前のページへ戻る           日本共産党品川区議団TOPへ

南恵子区議 議員提出第1号議案「第32回オリンピック競技大会および第16回パラリンピック競技大会東京招致に関する決議」に対する反対討論

2012.03.23. 南 恵子 区議

日本共産党品川区議団を代表して、議員提出第1号議案 「第32回オリンピック競技大会および第16回パラリンピック競技大会東京招致に関する決議」に反対する立場から討論を行います。

オリンピックやパラリンピック競技に参加する選手が見せる人間の限界に挑む姿には強い感動を覚えます。日本共産党はこれらの競技を否定するものではありません。昨年制定されたスポーツ基本法には「スポーツは国民の権利」と明記してあり、スポーツを国民が生涯にわたりあらゆる機会とあらゆる場所で行うことができるようにすること、また、スポーツにかかる国際的な交流および貢献が環境に配慮して奨励されるなどの趣旨を尊重しています。いっそうの振興に力を注ぎたいと考えています。

しかし、国難ともいえる東日本大震災の未曾有の被害と原発事故がいまだに被災者の生活再建と復興を阻んでいる時に、政治がやるべきことはオリンピックではなく、被災者の生活再建、被災地の復興、放射能対策、そして地震に強い防災都市づくりと、また、長引く不況から雇用や暮らしを守る政治ではないでしょうか。都民が発している「オリンピック誘致は原発問題が収束しないと無理」「税金はオリンピックではなく福祉の向上のために使ってほしい」などの厳しい意見を見過ごしてはいけせないと思います。

以下2点、反対理由を述べます。

第一の理由は、東京都は新たな長期計画「2020年の東京」と「実行プログラム」をつくりましたが、策定方針の第一に掲げているのは、東京の国際競争力の向上を図るためにアジアの司令塔としての地位を確立するということです。海外の大企業を呼び寄せるために特区をつくったり、1メートル1億円もする外環道や巨大港湾整備など、巨大な都市インフラ整備をすすめるというのです。オリンピック招致はそのためのテコにするものといわなければなりません。

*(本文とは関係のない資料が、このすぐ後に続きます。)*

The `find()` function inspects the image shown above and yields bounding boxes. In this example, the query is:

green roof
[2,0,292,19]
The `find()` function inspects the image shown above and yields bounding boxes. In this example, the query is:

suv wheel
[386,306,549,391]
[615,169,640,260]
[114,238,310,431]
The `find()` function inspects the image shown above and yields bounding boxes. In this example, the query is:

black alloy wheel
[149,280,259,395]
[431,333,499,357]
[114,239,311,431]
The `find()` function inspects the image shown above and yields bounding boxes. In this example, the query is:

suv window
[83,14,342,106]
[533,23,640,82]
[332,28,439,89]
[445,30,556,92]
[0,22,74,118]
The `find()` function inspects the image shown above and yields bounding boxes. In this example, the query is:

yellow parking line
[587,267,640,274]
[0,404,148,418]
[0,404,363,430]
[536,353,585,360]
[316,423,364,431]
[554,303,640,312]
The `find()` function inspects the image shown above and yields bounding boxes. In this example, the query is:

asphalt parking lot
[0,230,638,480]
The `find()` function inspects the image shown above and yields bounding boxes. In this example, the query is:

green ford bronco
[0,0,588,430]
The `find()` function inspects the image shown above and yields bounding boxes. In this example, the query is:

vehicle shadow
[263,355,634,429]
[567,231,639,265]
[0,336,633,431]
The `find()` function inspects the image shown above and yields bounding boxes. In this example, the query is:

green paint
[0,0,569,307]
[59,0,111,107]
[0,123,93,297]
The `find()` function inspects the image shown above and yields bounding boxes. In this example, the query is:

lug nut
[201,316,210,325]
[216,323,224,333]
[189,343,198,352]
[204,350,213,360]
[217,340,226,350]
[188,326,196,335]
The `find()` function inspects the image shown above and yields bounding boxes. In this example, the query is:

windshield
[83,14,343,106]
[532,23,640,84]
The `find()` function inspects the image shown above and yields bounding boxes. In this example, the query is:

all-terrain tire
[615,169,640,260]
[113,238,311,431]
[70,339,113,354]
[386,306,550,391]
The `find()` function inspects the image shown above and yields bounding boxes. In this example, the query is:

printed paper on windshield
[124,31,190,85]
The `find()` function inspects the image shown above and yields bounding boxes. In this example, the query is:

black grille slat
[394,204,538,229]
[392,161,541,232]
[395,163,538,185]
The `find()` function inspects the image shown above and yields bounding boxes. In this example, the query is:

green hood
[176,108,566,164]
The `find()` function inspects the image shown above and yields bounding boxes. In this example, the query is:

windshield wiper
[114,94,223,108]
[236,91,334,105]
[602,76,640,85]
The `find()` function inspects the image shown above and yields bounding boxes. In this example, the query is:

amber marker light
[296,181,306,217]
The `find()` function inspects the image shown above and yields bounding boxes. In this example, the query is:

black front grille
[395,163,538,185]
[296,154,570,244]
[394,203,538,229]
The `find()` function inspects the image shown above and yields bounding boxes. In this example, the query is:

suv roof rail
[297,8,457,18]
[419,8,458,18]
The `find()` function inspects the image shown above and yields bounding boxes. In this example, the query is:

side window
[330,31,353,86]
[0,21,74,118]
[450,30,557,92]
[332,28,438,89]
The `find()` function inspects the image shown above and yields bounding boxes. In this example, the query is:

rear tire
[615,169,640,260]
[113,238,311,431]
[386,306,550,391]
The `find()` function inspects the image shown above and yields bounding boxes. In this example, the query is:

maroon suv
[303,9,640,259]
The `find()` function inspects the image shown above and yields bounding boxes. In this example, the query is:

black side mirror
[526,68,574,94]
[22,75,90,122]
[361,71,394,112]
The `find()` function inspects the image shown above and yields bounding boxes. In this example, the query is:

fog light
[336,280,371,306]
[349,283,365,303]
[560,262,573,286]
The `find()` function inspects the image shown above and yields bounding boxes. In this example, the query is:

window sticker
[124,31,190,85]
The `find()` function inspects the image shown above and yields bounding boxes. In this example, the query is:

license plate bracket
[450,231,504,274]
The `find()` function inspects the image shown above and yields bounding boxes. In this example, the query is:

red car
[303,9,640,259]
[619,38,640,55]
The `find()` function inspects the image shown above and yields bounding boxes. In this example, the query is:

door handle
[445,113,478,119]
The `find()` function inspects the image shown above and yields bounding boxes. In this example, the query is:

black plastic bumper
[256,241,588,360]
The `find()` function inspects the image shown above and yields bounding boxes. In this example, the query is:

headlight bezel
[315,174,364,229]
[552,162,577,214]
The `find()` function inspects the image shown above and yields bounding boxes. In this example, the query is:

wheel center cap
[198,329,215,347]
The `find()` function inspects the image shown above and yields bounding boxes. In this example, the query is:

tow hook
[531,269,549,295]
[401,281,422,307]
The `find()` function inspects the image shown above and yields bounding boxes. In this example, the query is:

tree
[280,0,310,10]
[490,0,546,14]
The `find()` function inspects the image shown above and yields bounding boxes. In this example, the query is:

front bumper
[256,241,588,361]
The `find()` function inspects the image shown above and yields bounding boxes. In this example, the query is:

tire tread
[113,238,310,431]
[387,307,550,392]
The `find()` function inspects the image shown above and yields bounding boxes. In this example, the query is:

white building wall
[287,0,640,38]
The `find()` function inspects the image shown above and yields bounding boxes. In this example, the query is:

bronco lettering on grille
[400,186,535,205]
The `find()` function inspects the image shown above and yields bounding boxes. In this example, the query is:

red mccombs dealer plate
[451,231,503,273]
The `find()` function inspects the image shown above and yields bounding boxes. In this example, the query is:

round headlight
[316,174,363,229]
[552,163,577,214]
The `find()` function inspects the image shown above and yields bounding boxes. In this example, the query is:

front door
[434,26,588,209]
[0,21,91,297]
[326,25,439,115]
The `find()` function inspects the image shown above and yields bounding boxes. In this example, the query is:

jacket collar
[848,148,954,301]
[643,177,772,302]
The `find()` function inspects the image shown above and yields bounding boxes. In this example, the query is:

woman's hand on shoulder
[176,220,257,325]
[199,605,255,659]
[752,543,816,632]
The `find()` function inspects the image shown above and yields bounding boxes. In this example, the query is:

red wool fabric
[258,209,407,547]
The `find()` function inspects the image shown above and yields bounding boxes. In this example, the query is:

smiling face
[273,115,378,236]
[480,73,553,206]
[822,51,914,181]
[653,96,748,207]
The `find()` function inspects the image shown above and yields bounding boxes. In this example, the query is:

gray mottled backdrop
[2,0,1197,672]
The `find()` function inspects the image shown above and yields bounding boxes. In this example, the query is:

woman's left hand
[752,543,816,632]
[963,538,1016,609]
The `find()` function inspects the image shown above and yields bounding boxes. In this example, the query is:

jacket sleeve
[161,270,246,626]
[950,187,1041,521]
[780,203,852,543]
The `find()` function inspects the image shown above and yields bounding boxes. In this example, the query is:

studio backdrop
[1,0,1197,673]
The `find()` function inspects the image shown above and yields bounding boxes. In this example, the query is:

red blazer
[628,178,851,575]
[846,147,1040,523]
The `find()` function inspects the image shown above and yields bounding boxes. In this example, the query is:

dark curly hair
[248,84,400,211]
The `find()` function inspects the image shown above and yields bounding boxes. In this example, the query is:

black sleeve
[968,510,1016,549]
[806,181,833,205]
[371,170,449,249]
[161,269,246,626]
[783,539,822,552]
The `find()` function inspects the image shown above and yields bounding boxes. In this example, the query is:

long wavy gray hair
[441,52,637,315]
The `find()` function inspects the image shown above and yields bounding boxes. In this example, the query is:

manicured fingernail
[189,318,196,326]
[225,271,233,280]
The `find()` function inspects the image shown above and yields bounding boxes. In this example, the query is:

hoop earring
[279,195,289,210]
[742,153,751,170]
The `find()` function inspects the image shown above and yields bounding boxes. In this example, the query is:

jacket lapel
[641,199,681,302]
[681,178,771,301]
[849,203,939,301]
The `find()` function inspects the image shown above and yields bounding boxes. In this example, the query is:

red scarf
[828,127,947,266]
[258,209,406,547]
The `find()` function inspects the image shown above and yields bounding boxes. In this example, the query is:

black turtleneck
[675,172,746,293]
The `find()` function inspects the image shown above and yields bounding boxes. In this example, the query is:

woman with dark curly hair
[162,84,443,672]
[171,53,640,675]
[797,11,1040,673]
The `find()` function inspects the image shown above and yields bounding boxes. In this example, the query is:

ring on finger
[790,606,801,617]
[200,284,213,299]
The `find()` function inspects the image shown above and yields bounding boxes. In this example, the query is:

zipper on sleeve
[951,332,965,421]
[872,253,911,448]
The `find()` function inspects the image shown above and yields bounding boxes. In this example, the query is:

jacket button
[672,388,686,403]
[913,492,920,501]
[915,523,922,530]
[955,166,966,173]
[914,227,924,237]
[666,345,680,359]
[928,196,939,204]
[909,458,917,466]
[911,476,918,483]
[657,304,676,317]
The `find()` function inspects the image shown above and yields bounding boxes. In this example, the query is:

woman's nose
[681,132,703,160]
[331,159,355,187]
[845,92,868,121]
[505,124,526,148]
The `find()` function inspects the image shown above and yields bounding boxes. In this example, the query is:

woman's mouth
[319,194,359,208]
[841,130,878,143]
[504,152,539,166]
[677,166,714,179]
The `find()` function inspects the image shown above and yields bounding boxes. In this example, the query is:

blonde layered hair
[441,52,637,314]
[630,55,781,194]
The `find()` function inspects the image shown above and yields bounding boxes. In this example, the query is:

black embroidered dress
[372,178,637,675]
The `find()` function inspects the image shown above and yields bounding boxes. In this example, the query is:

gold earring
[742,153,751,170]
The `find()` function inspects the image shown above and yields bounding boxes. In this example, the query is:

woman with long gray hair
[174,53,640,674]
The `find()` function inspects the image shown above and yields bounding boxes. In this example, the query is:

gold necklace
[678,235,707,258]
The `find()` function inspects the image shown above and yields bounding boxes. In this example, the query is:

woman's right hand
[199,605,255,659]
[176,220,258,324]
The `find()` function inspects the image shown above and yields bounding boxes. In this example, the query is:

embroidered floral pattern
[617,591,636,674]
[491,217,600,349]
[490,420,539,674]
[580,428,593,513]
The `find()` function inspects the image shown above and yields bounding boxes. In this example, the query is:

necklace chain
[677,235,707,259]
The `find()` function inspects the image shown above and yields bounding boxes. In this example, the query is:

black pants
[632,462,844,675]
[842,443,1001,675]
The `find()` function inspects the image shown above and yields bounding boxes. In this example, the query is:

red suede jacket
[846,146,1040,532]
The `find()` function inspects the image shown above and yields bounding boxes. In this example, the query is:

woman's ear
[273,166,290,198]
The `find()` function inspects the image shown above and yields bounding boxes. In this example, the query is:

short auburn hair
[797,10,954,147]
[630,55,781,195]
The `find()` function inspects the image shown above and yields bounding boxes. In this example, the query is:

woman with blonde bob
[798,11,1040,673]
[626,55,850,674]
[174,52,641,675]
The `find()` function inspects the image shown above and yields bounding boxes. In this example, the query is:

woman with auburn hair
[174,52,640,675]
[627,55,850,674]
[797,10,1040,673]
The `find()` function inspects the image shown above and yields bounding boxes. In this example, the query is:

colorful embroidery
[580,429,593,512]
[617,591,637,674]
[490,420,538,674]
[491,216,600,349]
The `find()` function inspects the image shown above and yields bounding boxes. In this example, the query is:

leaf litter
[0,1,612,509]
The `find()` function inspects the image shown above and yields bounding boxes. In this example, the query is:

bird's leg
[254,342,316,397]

第二は、世論調査の支持率を意図的にまやかして国際オリンピック委員会に提出する申請ファイルに盛り込んだことです。

支持率は招致の当落を左右する重要な要素と見られていますが、東京都は1月に調査を実施し、16年招致を目指した前回国際オリンピック委員会調査より支持率が10ポイント以上上回ったと結論を出しました。ところが、2月6日に開かれた都議会オリンピック招致特別委員会でこの結果は「まやかし」だったことが明らかになりました。調査は電話で1000人、インターネットで3000人、計4000人を対象に実施。東京開催を支持した人は全国65.7%、東京65.2%でした。ネットの支持率だけを見ると全国58.7%、東京59.9%で前回同時期に都が実施したネット調査より低い支持率でした。ところが都はこれに電話調査の結果、全国72.7%、東京70.5%をそれぞれ足して2で割った数字を支持率として公表したのです。仮に回答値の合計を対象者数の合計で割った場合に比べ、3〜4ポイントちかく高くなるだけです。調査方法もサンプル数も違う二つの結果を平均値で示すのは手法として間違いです。
オリンピック招致ではなく、都民の切実な要望に応えるよう求めて反対討論を終わります。